The plant studies of Leonardo and Dürer move us not just as remarkable works of art, but also by the faith they show in the accord between artistic and scientific inquiry. Expectations of art and science have changed since the Renaissance, but the practice of botanical art continued to flourish, most notably in the 17th through 19th centuries, in the form of florilegia — collections of images of plants from a particular garden. A handsome exhibition at the New York School of Interior Design focuses on this traditional genre, with 74 contemporary watercolors loaned by permission of one of today’s better known traditionalists: HRH the Prince of Wales.

Charles’s many enthusiasms include both gardening and art, and these watercolors, produced by 46 international artists working from the plants in his 15-acre garden at Highgrove, are now on public display for the first and only occasion. Thereafter, they will be available, at least to 175 subscribers, as reproductions in a sumptuous two-volume florilegium.
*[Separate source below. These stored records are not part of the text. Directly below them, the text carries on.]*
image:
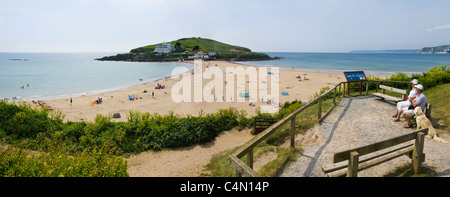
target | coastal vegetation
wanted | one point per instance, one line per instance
(187, 47)
(36, 142)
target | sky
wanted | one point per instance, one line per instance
(261, 25)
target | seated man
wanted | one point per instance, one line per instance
(407, 103)
(419, 101)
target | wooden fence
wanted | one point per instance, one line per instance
(246, 169)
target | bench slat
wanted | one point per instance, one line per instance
(376, 161)
(393, 89)
(344, 164)
(344, 155)
(388, 97)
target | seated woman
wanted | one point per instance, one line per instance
(407, 103)
(419, 101)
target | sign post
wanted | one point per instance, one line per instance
(355, 76)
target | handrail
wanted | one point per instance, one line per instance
(247, 169)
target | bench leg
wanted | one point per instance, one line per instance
(417, 156)
(352, 170)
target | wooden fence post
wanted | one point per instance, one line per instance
(250, 158)
(293, 132)
(320, 108)
(367, 88)
(352, 170)
(238, 174)
(339, 95)
(334, 96)
(417, 157)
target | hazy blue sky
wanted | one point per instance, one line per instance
(261, 25)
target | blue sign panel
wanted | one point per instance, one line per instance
(355, 76)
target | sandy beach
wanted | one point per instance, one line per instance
(82, 109)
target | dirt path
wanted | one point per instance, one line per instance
(186, 161)
(359, 121)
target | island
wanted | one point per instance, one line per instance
(189, 49)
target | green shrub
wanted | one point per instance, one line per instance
(19, 162)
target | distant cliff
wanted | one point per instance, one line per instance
(445, 49)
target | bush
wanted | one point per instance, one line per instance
(18, 162)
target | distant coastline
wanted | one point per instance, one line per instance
(387, 51)
(444, 49)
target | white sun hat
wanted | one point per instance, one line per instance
(420, 87)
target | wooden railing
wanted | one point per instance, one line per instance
(246, 169)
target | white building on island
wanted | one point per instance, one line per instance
(164, 48)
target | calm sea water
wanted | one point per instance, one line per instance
(62, 75)
(371, 63)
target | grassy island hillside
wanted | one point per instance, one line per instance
(186, 49)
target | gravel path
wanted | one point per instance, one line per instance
(359, 121)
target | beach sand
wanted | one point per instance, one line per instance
(187, 161)
(162, 103)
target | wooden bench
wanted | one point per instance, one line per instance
(388, 97)
(349, 162)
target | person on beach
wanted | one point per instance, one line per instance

A just-completed copy of the first volume appears in a large display case. It’s indeed impressive: The reproductions are printed on hand-stitched, archival pages more than 2 feet tall, using a sophisticated lithographic process to ensure color accuracy. The real treats of the exhibition, however, are the watercolors themselves, hanging in two neat tiers around the gallery. They are stunning in their luminous precision, their graceful technique all the more extraordinary in light of the medium’s notorious difficulty.

Many of the artists positively delight — discreetly — in the physicality of their subjects. A watercolor of a fritillaria imperialis by Sally Crosthwaite (who, like most of the artists, is British) shows a clutch of leaves twisting with wonderful serpentine energy beneath a collar of vivid orange-red blossoms. The broad leaves of a rhododendron splay across the bottom half of a watercolor by Lizzie Sanders; at their upper edge erupts a fantastically dense ball of pale pink and lavender blooms. Exceptionally delicate are the magnolia branches and flowers by Mayumi Hashi, who captures the buoyant gesture of leaves opening, wing-like, above a pale blossom.

Details of seedpods or cross-sections of fruit in the margins of some works recall the watercolors’ original purpose as scientific records. In some, the manner of rendering itself imparts a studied air; a eucalyptus branch by Sally Vincent strikes a rich but somber note with its austere forms and silvery green hues.

Volume one of the Highgrove Florilegium has been opened to the page picturing a particularly formidable vegetable: a large leek by Katherine Manisco. The original watercolor hangs nearby, and here one sees firsthand how the artist exploited, to monumental effect, the herringbone pattern of leaf sheaths. Other exquisite works in the exhibition were produced by artists from Canada, South Africa, Australia, Switzerland, France, and the United States. Interestingly, very nearly all the artists are women.

As expected, given their original function, the prerogative of the illustrator sometimes shows in these watercolors. The literalism of rendering means that contours aren’t necessarily tightened or shifted to animate the gesture of a stem or leaf. In some cases, the highlights seem drained of color, rather than taking part in a plastic continuum of hue. Inevitably, the inventorying detracts at times from the largesse of rhythms.

All in all, however, these portraits of plant life, so disciplined and exuberant, reward in the same ways as “high art.” My favorite watercolor, a depiction of scrophulariaceae by Josephine Hague, captures the gleam of a pale purple blossom and light brown seedpods before a great, dimpled leaf, whose velvety green spreads across half the paper’s surface. Colors are pitched for the most eloquent contrasts, while bright details set off broad masses, individualizing every element. The inventions of artist and nature, in short, are in wondrous accord. Albrecht Dürer himself might have been jealous.

Until April 12 (161 E. 69th St., between Lexington and Third avenues, 212-472-1500).